De gemeente Arnhem e.a. (hierna te noemen: de ontheffinghouder) blijft te allen tijde verantwoordelijk voor de strikte naleving van de voorwaarden van deze ontheffing. Ook voor de uitvoering, bekostiging en het beheer van deze maatregelen blijft de ontheffinghouder primair verantwoordelijk en aansprakelijk. De ontheffinghouder kan organisaties of personen aanwijzen die middels een machtiging gebruik kunnen maken van deze ontheffing (gemachtigde). In dit geval dient deze een kopie van de verleende machtigingen aan Dienst Regelingen, Postbus 1191, 3300 BD Dordrecht te zenden. De machtigingen vermelden in ieder geval de volgende gegevens: a. volledige naam, adres, woonplaats en geboortedatum van degene aan wie de machtiging is verleend; b. soort(en) en eventuele aantallen waarvoor de machtiging geldt; c. de handelingen die mogen worden verricht; d. plaats(en) waar de handelingen mogen worden verricht; e. omschrijving kwalificaties m.b.t. kennis van de te machtigen persoon; f. periode waarvoor de machtiging geldt. De gemachtigde dient zijn machtiging op eerste vordering te tonen aan de toezichthouder of opsporingsambtenaar. De gebruiker van deze ontheffing draagt bij het verrichten van de handelingen waarvoor de ontheffing verleend is deze ontheffing of een kopie ervan bij zich. Indien de gebruiker een gemachtigde is, dient zijn machtiging te zijn gehecht aan een kopie van deze ontheffing. De gebruiker van de ontheffing dient de ontheffing op eerste vordering te tonen aan een bevoegd toezichthouder of opsporingsambtenaar.
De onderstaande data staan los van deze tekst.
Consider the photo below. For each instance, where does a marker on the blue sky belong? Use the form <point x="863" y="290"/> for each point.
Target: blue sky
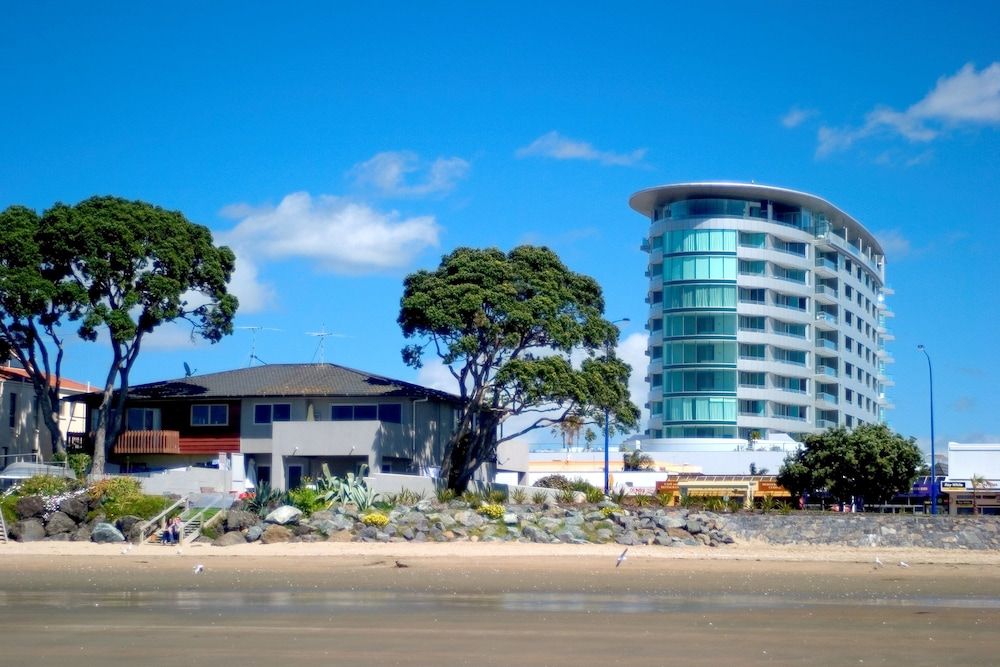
<point x="338" y="146"/>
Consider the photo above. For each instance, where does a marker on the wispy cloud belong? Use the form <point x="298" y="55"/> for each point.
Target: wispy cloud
<point x="796" y="116"/>
<point x="965" y="98"/>
<point x="405" y="174"/>
<point x="895" y="245"/>
<point x="331" y="233"/>
<point x="554" y="145"/>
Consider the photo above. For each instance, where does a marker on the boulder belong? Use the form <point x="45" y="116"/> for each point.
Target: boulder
<point x="240" y="520"/>
<point x="74" y="508"/>
<point x="276" y="533"/>
<point x="229" y="539"/>
<point x="30" y="507"/>
<point x="59" y="523"/>
<point x="284" y="515"/>
<point x="28" y="530"/>
<point x="105" y="532"/>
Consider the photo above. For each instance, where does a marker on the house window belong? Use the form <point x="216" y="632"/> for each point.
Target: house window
<point x="266" y="413"/>
<point x="143" y="419"/>
<point x="391" y="413"/>
<point x="209" y="415"/>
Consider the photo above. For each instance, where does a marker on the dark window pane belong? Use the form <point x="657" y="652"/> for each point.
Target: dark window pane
<point x="262" y="414"/>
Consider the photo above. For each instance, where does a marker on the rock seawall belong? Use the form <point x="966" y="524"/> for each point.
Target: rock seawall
<point x="857" y="530"/>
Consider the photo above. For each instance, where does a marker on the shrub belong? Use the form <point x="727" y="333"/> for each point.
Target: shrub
<point x="554" y="482"/>
<point x="307" y="499"/>
<point x="45" y="485"/>
<point x="517" y="495"/>
<point x="376" y="519"/>
<point x="492" y="510"/>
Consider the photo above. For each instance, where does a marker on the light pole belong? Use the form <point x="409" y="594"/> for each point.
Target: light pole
<point x="930" y="377"/>
<point x="608" y="351"/>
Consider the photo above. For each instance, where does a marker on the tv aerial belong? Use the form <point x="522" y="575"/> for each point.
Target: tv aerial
<point x="323" y="334"/>
<point x="253" y="343"/>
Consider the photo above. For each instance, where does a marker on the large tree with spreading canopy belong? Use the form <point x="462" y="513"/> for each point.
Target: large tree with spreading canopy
<point x="869" y="462"/>
<point x="120" y="268"/>
<point x="506" y="325"/>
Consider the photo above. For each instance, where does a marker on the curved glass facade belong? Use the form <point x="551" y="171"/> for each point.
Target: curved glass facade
<point x="767" y="313"/>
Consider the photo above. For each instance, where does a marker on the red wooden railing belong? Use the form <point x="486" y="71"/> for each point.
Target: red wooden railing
<point x="148" y="442"/>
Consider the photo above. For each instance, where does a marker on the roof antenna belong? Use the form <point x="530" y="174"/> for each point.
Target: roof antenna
<point x="322" y="334"/>
<point x="253" y="343"/>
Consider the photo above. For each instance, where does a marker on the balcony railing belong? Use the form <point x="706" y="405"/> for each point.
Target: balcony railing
<point x="148" y="442"/>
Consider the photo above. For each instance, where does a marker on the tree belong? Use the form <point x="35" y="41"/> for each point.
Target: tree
<point x="636" y="461"/>
<point x="34" y="301"/>
<point x="870" y="462"/>
<point x="505" y="324"/>
<point x="134" y="266"/>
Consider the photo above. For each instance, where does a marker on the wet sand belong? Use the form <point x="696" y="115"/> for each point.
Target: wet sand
<point x="490" y="604"/>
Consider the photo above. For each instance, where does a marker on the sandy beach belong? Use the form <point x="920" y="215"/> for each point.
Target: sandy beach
<point x="497" y="604"/>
Specifieke voorwaarden 7. Gebouwen waarin vleermuizen kunnen verblijven, dienen voorafgaand aan de sloop te worden gecontroleerd op aanwezigheid van vleermuizen. Indien vleermuizen worden aangetroffen, dienen deze gebouwen voorafgaand aan de sloop ongeschikt te worden gemaakt voor vleermuizen. 8. Sloopwerkzaamheden en ongeschikt maken van vleermuisverblijfplaatsen dienen plaats te vinden in de perioden half maart tot eind april, of half augustus tot eind oktober. 9. Wanneer op enig moment tijdens de sloop een rustende vleermuis wordt aangetroffen, dienen de sloopwerkzaamheden te worden gestaakt. Wanneer de vleermuizen zijn uitgevlogen, kunnen de sloopwerkzaamheden worden hervat. 10. In de nieuwbouw dienen actief nieuwe bewoningsmogelijkheden voor vleermuizen te worden ingebouwd. Daarbij dient te worden uitgaan van wat verloren is gegaan (vrij toegankelijke zolder, spouwmuren en dakranden). 11. Wanneer gekozen wordt voor betimmering van de gevels, dient de tussenruimte tussen muur en timmerwerk niet meer dan 15 millimeter te bedragen. 12. Bij het aanleggen van nieuwe watergangen en bomenlanen, dient toename van verlichting te worden voorkomen, door gebruik te maken van aangepaste verlichting. Dit geldt zowel tijdens de uitvoering van de werkzaamheden, als voor eventueel definitieve straatverlichting (aangepaste armaturen).
2(4)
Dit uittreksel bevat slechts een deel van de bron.